English and drama
Advanced Writing Workshop: Technique
Module code: Q2023
Level 5
30 credits in spring semester
Teaching method: Lecture, Workshop
Assessment modes: Portfolio
“Style is a very simple matter; it is all rhythm. Once you get that, you can’t use the wrong words.” – Ursula Le Guin.
Technique describes the formal, practical and stylistic aspects of writing. We need to understand technique as fundamental to making, to craft and to decisions about the work and its readers. No one style is suitable to all purposes.
On this module, we explore what different technical solutions can offer. For example, how do we take care of plot as well as detail? How might we use fewer words and say more? You’ll concentrate on the technical aspects of writing, including:
- prosody and the sound-effects of meter
- sentence structure and balance
- metaphor and imagery
- the pacing of narrative incident
- techniques of editing and proof-reading.
We encourage you to read and experiment with writing in different forms and genres.

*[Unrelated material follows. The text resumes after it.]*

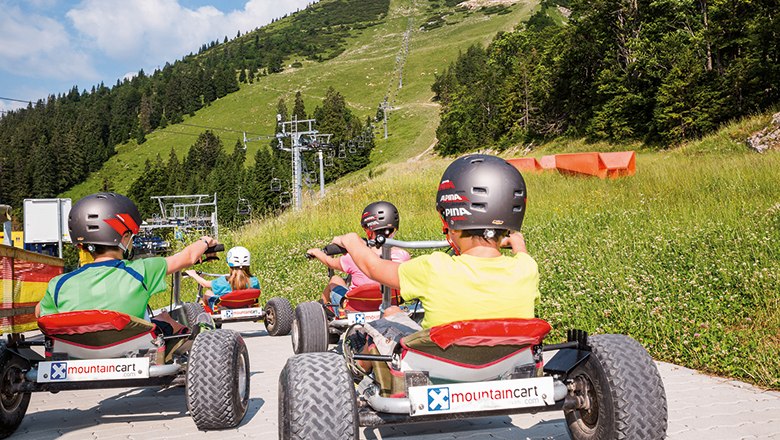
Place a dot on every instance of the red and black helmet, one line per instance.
(103, 219)
(479, 191)
(380, 217)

You develop your own writing technique and build your own portfolio.
Writers discussed vary every year but may include Mina Loy, Toni Morrison, Samuel Beckett, Denise Riley, Ruth Ozeki and Raymond Chandler.
Module learning outcomes
- Develop skills of revision, editing, and proof-reading.

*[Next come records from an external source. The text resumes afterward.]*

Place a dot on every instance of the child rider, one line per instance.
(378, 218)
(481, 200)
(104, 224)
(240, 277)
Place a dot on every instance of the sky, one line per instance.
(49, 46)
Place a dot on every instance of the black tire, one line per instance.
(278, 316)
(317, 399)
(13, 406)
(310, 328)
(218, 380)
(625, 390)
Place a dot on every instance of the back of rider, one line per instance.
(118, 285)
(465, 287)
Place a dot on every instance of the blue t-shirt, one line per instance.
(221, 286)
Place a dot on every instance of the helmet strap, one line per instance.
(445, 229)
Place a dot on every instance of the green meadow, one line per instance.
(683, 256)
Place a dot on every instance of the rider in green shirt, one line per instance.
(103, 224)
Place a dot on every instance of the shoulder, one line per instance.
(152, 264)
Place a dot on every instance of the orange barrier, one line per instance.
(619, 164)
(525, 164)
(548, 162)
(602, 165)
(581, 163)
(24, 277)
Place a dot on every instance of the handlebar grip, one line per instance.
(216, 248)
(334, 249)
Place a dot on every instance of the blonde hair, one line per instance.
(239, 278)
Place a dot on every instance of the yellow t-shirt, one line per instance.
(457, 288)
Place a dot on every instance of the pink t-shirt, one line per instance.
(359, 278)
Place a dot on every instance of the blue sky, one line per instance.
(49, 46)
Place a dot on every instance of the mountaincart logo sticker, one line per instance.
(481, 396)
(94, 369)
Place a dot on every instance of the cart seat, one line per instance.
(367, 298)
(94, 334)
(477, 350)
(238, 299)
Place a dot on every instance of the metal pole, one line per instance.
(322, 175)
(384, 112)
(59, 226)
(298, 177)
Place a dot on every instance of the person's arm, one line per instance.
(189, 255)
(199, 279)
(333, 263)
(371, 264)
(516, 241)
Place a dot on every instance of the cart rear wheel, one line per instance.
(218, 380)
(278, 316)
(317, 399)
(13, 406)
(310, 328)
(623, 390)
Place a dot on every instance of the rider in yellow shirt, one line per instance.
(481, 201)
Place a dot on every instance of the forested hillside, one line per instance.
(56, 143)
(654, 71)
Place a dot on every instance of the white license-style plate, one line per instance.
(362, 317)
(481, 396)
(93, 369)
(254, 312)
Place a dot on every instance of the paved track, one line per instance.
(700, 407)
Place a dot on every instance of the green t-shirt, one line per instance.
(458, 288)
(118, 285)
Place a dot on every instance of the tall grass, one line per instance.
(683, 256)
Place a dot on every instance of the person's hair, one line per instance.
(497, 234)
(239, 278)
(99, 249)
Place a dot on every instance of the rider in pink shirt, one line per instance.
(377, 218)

- Develop competence in the close reading and analysis of texts, including one’s own, paying particular attention to and communicating effectively the technical aspects of prosody and language use.
- Practice creative writing in a range of forms, genres, and styles, and experiment both within and against their conventions.
- Examine writing from across historical eras and diverse, global cultures in order to articulate and communicate difference.
- Situate writing in the light of multiple ways of knowing, including via the emotions, the senses, and an awareness of our differing embodiment.